Menteri Koordinator Pembangunan Manusia dan Kebudayaan Muhadjir Effendy menyampaikan, kolaborasi dan kerjasama menjadi kunci terpenting dalam mempercepat penurunan angka tengkes di Indonesia. Oleh sebab itu, konvergensi program dari seluruh pihak diperlukan. Melalui konvergensi, capaian lebih terukur serta anggaran yang digunakan lebih efisien.
“Perlu komitmen yang tinggi dan terus menerus untuk mencapai target penurunan stunting menjadi 14 persen pada 2024. Saat ini masih ada beberapa daerah yang memiliki angka stunting tinggi, yakni, Kabupaten Nias Selatan di Sumatera Utara (57 persen), Kabupaten Jeneponto di Sulawesi Selatan (41,3 persen), dan Kabupaten Minahasa di Sulawesi Utara (38,6 persen),” ujarnya.
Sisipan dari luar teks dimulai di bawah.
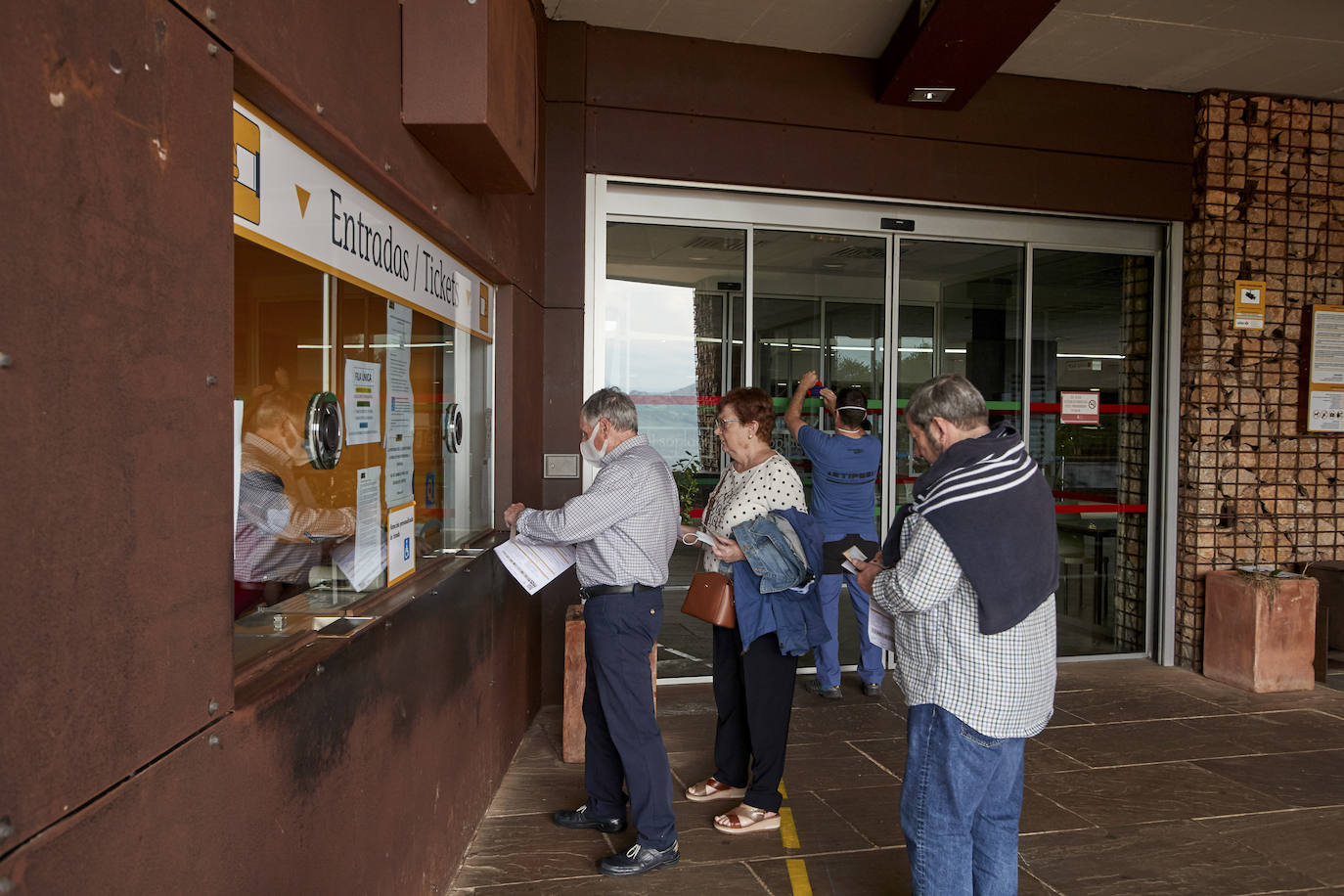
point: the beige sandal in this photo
(712, 788)
(743, 819)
Baca juga Komitmen dan Kolaborasi, Kunci Atasi Tengkes
Selain itu, pelayanan yang dijalankan lebih terpadu dan berkelanjutan. Fokus pada upaya preventif dapat menjangkau lebih banyak keluarga yang masuk dalam kategori berisiko tinggi mengalami tengkes. Integrasi dalam intervensi penurunan tengkes dibagi ke dalam delapan aksi, yakni analisis situasi, rencana kegiatan, rembuk stunting, peraturan bupati/ walikota tentang peran desa, pembinaan keluarga penerima manfaat, sistem manajemen data, pengukuran dan publikasi stunting, dan review kinerja tahunan.
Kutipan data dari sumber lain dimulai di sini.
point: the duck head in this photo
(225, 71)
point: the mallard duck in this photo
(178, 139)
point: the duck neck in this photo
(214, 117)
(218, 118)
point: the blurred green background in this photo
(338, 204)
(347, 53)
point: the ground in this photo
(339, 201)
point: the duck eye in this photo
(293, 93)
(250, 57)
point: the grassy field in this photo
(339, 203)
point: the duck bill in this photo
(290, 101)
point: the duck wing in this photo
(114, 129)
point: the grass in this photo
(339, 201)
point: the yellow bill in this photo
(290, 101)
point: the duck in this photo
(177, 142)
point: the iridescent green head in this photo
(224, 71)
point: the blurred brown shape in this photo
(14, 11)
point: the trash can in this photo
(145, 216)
Wakil Presiden (Wapres) K.H. Ma’ruf Amin pada Pembukaan Rapat Koordinasi Nasional (Rakornas) Percepatan Pencegahan Stunting Tahun 2021 menyampaikan, pemantauan secara terpadu dan terkoordinir juga diperlukan untuk memastikan seluruh program dilaksanakan secara optimal. Seluruh pihak terkait pun diharapkan dapat berkolaborasi dengan baik dan menghilangkan ego sektoral.
“Konvergensi adalah kata yang mudah diucapkan, tetapi seringkali tidak mudah untuk diwujudkan. Untuk mewujudkannya diperlukan upaya keras dari kita semua. Setiap lembaga yang terlibat diminta untuk menghilangkan ego sektoral karena konvergensi membutuhkan kerja kolaborasi berbagai pihak,” tutur dia.